Тогда вышел вперед Осип Матвеевич и, поводя бесцветными глазами, заговорил тихо:
- А что, старики? Григорий Стахеич и сын мой, лебедка Василий, и Никита Евстигнеевич, и Мирон Родивоныч, они мудрые. Чего там маяться, казаки? Чего муку нести крестную? Как это наша песня говорит:
Круты бережки, низки долушки
У нашего пресловутого Яикушки,
Костьми белыми, казачьими усеяны,
Кровью алою, молодецкою, упитаны.
Горючими слезами матерей и жен поливаны.
Не понапрасну ли в самом-то деле мы, дураки с немалыми бородами, века страждали за Яицкий край? Выходит - понапрасну. Продадим им нашу реку и заботушку отдадим. Будем денежки войском получать - рёнтую, значит. А сами на печи стары кости парить. Как, казаки?
Лицо старика лучилось мелкими морщинами. Из-под седых усов стекала горькая улыбка. Казаки зашумели, поняв насмешку. Василист грузил воблу на один из последних возов. Игривые слова Вязниковцева сильно разгорячили его, а речь Осипа Матвеевича - доконала. Он с силой воткнул лопату в песок и подскочил к сидевшему на тагарке Григорию Стахеевичу:
- Срам, старики, немыслимый срам! - Он с размаху швырнул голицы под ноги Вязниковцеву. - Душу из нас жалате выдрать? Нате, вымайте всю до дна! Не впервое! - и ударил папахою о землю. - Хрест с грудей, медали посрываем в придачу! Отдадим все богатеям! Все до последнего ремка!
Он в неистовстве разодрал ворот фуфайки, подступил вплотную к Вязниковцеву. Тот убрал с лица улыбку и глядел перед собою хмуро-спокойно.
Алеша ухватился за руку Веньки. У того судорогою бились губы: он волновался вместе с отцом.

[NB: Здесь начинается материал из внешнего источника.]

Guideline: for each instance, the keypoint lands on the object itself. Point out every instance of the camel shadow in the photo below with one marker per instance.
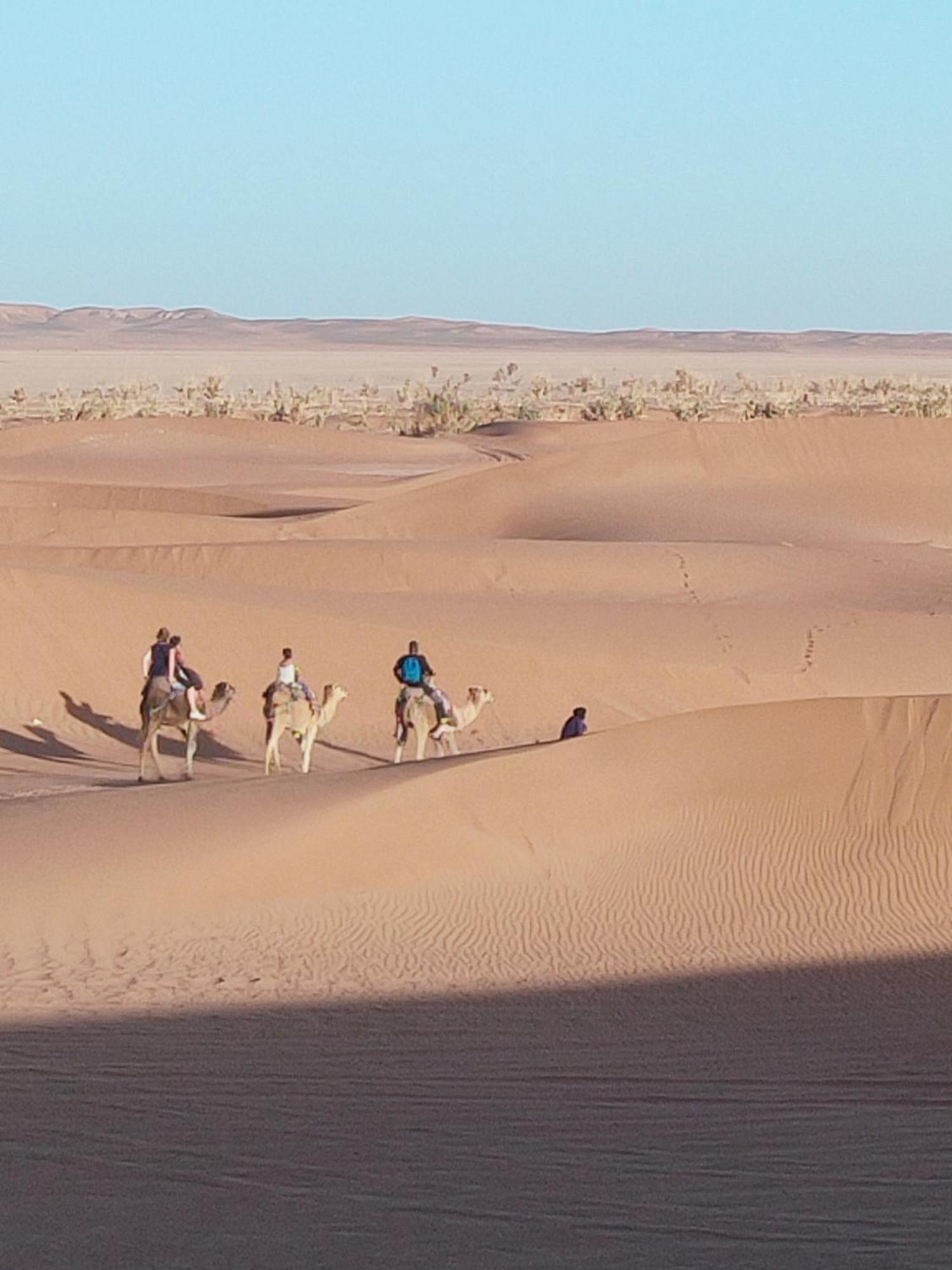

- Ня знай, ня знай! - странно высоким голосом простонал дед Ефим и, пошатываясь, пошел по берегу, увязая в песке. Шел - высокий, большой, угловатый, еще смологоловый - прямо к реке, беснующейся по-весеннему золотистыми отливами и тусклым серебром. Его фигура, темная, остроплечая, резко подергивалась на светлом фоне Урала.
За Василистом вскинулся Андриан Саввич Астраханкин, всегдашний компаньон его по рыболовству. Обернувшись к Тас-Мирону, он заорал:
- Казной щеритесь Яик откупить? В распор казачью общину загнать?
Мирон не выдержал, - злоба осилила в нем его трусость. Коротко тыча кулаком в сторону Василиста, он загугнил:
- А ты чо? А ты чо? Чо казаков смущаешь? Пьяное твое мурно знам. Знам, знам!
Алаторцев двинул его в грудь:
- Не скачи через рубеж, матри, сопатку сломишь! Ишь, расщедрились, окаящие! Не твое вино лакаю - своя акча бар! Не хотел сед ни пить, назло выпью! Всех угощаю задарма. Тащи, Маркыч, три бутылки в мою голову. Все прогуляю, а семейство не допущу в ремках ходить, как иные… богатеи, скалдырники!
Мирон понял, о ком говорит он, и пришел в бешенство:
- Ты чево, чево? А твое семейство? А твое? Сестрица Лукерьюшка, кто она? Сучка, сучка! Исподом тароватые носы вытирать охотница. Мастерица на легкие подарочки… Все знаем, за каким товаром бегает по ночам к Григорию Стахеичу!
- Закрой пасть, плешивое гавкало!
Это захрипел на возу Вязниковцев. Раздувая ноздри, он соскочил с татарки и бросился к Мирону. Лукерью Ефимовну он любил и никак не ожидал при себе подобного выпада. Его, однако, предупредил Василист. Он развернулся и с силой ударил Гагушина по уху. Тот охнул и сел на землю. Потом взвыл по-собачьи, вскочил на ноги и бросился в свою тагарку. Забился под крытый возок, рыкал и стонал от обиды и боли. Василист с разбегу вскочил за ним. Наперерез Алаторцеву бросились Щелоков и Кара-Никита. Мирон сорвал с наклестки тагарки деревянный киот с образом Николая-чудотворца и тыкал им перед собою, закрывая голову. Желтая серьга в его ухе билась о икону и звенела. Василист выхватил у него икону и размахнулся ею:
- Богом заслоняешься, зарраза?
Никита перехватил его руку:
- Василька, оклемайся! Чем шутишь?
Трое казаков бросились к подводам богачей:
- Лупцуй собак! Топи! Пущай хлебанут, нечистые, Яикушку!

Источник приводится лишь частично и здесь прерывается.